Virus di Marburg: l’allerta dell’Oms
Intanto, in queste ore i riflettori dell’Organizzazione Mondiale della Sanità sono puntati sull’Africa dove sta circolando un altro agente patogeno molto più letale: il virus di Marburg. I casi ufficialmente segnalati in Guinea Equatoriale, stando alle dichiarazioni del direttore generale dell’Oms, Tedros Adhanom Ghebreyesus sono nove, tra cui sette letali. Tuttavia le difficoltà e l’inattendibilità dei monitoraggi effettuati in quelle zone fanno temere che il virus possa essere molto più diffuso.

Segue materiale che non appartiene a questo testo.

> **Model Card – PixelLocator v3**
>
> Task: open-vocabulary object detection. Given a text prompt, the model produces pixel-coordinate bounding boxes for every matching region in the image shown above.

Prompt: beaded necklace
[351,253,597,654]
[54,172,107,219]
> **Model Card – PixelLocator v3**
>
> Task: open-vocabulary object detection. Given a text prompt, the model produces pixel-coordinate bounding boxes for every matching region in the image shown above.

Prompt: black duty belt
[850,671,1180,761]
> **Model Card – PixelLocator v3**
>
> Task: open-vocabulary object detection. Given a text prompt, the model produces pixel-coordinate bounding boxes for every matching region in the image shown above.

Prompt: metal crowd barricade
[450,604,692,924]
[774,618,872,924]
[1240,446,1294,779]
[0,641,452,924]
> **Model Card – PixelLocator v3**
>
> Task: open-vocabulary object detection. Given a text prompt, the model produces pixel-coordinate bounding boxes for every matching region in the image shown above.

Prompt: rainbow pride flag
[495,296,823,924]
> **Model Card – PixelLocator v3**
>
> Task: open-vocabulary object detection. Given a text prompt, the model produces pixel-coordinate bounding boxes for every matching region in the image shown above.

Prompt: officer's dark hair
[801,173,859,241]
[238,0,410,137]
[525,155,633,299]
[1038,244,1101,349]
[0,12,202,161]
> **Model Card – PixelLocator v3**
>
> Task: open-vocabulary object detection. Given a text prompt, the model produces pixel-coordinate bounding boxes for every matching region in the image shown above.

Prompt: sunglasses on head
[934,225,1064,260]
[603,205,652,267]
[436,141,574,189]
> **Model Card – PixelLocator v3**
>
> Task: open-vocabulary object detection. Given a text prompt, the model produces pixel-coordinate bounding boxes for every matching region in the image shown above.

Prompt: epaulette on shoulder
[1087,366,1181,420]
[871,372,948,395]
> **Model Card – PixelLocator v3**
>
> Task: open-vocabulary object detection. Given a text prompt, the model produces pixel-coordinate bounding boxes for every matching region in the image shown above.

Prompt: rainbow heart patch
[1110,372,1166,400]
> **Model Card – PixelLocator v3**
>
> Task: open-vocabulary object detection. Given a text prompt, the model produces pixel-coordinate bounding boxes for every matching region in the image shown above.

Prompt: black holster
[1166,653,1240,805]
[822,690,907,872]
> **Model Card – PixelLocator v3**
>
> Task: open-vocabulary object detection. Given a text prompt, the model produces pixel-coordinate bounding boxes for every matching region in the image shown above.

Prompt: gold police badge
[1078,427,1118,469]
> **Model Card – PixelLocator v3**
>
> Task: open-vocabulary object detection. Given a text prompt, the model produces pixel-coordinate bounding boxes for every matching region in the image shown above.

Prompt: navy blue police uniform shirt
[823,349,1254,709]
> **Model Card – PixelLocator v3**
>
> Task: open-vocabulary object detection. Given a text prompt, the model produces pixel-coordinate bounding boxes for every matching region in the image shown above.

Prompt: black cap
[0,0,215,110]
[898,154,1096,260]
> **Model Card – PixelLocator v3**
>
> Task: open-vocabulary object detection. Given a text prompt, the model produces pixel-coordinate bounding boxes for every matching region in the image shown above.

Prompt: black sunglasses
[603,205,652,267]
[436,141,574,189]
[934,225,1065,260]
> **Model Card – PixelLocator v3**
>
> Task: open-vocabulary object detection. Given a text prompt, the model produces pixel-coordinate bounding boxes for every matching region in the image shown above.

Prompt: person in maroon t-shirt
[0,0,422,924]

Che cos’è il Virus di Marburg
Il virus appartiene alla stessa famiglia dell’Ebola, le Filoviridae, ed anche il quadro clinico risulta molto simile. La trasmissione del virus di Marburg, nella maggior parte dei casi, è associata alla frequentazione umana di ambienti dove sono presenti pipistrelli, come miniere e caverne. La malattia si manifesta inizialmente con febbre alta, cefalea acuta, brividi, malessere e dolori muscolari. Dopo due-tre giorni possono insorgere crampi e dolori addominali, nausea, vomito e diarrea. Nei casi più gravi, si arriva a febbre emorragica e sintomi neurologici, fino al decesso.